Curiosità Infinita

 Credo ci sia ancora chi pensa che viaggiare “per piacere” sia una cosa semplice. Basta avere un po’ di tempo, un po’ di soldi e un paio di buoni indirizzi…

Personalmente sto cominciando a pensare che viaggiare sia in realtà un’arte, che trae vantaggio dalla riflessione e dalla pratica sistematica. Non sono nata sapendo come si fa, e senza esperienza posso facilmente cadere nei tranelli più ovvi.

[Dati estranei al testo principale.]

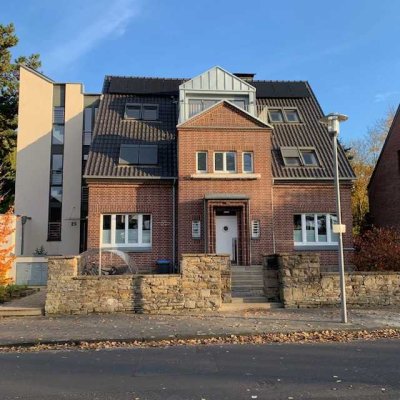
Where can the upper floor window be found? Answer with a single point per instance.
(146, 112)
(225, 161)
(314, 229)
(201, 161)
(58, 115)
(248, 162)
(198, 105)
(134, 154)
(294, 156)
(126, 230)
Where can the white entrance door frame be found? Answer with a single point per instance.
(226, 235)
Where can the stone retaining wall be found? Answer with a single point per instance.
(204, 283)
(303, 285)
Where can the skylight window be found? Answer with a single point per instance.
(146, 112)
(138, 154)
(285, 115)
(292, 115)
(295, 157)
(276, 115)
(309, 157)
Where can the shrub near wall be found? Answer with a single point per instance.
(202, 286)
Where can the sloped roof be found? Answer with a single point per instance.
(309, 133)
(395, 123)
(111, 130)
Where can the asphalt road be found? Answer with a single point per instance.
(356, 370)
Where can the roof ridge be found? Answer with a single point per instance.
(145, 77)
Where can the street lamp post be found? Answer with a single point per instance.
(332, 121)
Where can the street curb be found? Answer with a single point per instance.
(144, 340)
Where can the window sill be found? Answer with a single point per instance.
(226, 176)
(315, 247)
(129, 249)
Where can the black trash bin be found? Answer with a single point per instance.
(163, 266)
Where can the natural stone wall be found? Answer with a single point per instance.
(271, 278)
(303, 285)
(204, 283)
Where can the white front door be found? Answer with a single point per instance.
(226, 234)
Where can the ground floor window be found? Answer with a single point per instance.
(129, 230)
(314, 229)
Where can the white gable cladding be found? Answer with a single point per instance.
(216, 83)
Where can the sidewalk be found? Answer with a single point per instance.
(23, 330)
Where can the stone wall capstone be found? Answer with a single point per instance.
(303, 285)
(204, 283)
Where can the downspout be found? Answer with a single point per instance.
(273, 219)
(249, 230)
(173, 223)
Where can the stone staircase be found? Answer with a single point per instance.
(248, 285)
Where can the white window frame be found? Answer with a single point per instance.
(141, 105)
(252, 162)
(255, 229)
(224, 170)
(201, 171)
(139, 244)
(329, 241)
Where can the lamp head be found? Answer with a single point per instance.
(332, 121)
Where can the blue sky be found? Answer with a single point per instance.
(347, 50)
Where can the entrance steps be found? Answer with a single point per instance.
(234, 306)
(248, 284)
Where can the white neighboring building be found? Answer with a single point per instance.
(55, 124)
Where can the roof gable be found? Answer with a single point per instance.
(216, 79)
(224, 115)
(391, 137)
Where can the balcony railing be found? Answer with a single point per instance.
(56, 177)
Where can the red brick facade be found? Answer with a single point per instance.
(384, 190)
(221, 128)
(224, 128)
(292, 198)
(127, 197)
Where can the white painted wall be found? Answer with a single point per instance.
(216, 83)
(35, 123)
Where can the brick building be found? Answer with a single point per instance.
(384, 185)
(221, 163)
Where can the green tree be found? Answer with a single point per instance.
(9, 77)
(363, 155)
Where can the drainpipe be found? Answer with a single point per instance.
(24, 218)
(249, 230)
(273, 220)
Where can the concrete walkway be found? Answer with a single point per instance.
(133, 326)
(26, 306)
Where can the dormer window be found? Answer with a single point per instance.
(303, 156)
(292, 115)
(132, 154)
(276, 115)
(146, 112)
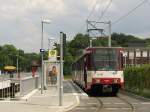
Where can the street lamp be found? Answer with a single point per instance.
(46, 21)
(49, 42)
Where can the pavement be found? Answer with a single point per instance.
(46, 102)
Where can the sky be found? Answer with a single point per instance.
(20, 20)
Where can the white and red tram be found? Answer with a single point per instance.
(100, 69)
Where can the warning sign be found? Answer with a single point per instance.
(52, 54)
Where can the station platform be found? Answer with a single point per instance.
(46, 102)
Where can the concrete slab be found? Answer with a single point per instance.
(46, 102)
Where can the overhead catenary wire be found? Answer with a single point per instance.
(105, 10)
(93, 9)
(89, 15)
(128, 13)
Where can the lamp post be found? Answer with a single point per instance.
(49, 42)
(17, 61)
(46, 21)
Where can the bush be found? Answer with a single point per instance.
(137, 79)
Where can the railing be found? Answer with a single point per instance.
(15, 88)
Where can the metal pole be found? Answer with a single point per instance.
(42, 61)
(90, 42)
(17, 65)
(109, 39)
(125, 61)
(61, 70)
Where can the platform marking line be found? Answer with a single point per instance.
(92, 103)
(107, 103)
(112, 108)
(83, 108)
(119, 103)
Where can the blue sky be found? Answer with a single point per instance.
(20, 21)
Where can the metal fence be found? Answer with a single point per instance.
(15, 88)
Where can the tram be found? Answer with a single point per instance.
(99, 70)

Certo è che, da dove vengo io, si viaggia in massa da solo mezzo secolo, per questo motivo penso che solo oggi la nostra generazione sta imparando a mettersi in viaggio con un’attenzione che i nostri genitori non avevano alla nostra età.

Consapevole d’avere ancora molto da imparare in questa vita, ho fin ora appreso che non esiste per forza un rapporto tra i soldi che spesso si spendono per i cosiddetti “lussi” e la felicità. Il mio imparare ad essere meno materialista non significa certo che le comodità non mi interessano, ma che ho cominciato a capire meglio i limiti che hanno cose come viaggiare con il kit di valigie

Louis Vuitton o il servizio in camera in alberghi 6 stelle super lusso nel lenire i mali che affliggono la mia mente. L’idea di lusso della generazione precedente, quella del primo film “Vacanze di Natale 1983” con Jerry Calà e Christian De Sica, per intenderci, con grandi alberghi e ristoranti raffinati, oggi come oggi mi sembra un po’ ingenua e superata.

In questo mondo travagliato e misterioso, stare sdraiata in spiaggia al sole mi fa sentire a disagio al posto di rilassarmi.

Discendo da una generazione che ha lavorato sodo per avere successo nella vita. E, giustamente, “non fare nulla” è la cosa a me meno familiare, a dire il vero, mi spaventa anche un po’.

Al tempo stesso pero’ mi chiedo cosa dovrei fare una volta arrivata nel paese che mi accingo a visitare.

Ecco, l’arte è sicuramente un buon mezzo per capire le caratteristiche di un popolo, ma limitarmi a contemplarla non è esattamente l’esperienza vivida e viscerale che ricerco ogni volta che parto per un nuovo viaggio. Quello che preferisco fare è parlare con le persone del posto, provando a conoscerle e cercare di capire la società in cui mi trovo in quel momento, vivendomela come se fossi un’indigena locale; tutto questo senza dimenticare il mio background culturale di base e quello accumulato durante i viaggi precedenti.

Le informazioni culturali di base le acquisisco già da casa, on-line, il resto, quello che mi permette di soddisfare i miei bisogni interiori, cerco di acquisirlo sul campo, cercando di vivere e fotografare la quotidianità di società differenti .

La mia idea di base quando ho cominciato a prendere l’esperienza del viaggio come una filosofia di vita, era quella di partire alla ricerca di filosofie ed atteggiamenti verso la vita differenti da quelli che esistono nel mio paese. Quello che ho scoperto e guadagnato è la piacevole sensazione d’essere stata influenzata da tanti modi differenti, atteggiamenti e filosofie di vita vissuti in contesti diversi da quello in cui sono nata, che arricchiscono continuamente la mia anima, fanno crescere la mia infinita curiosità e mi identificano come ME, Maria Elena, cittadina di questo mondo a modo mio!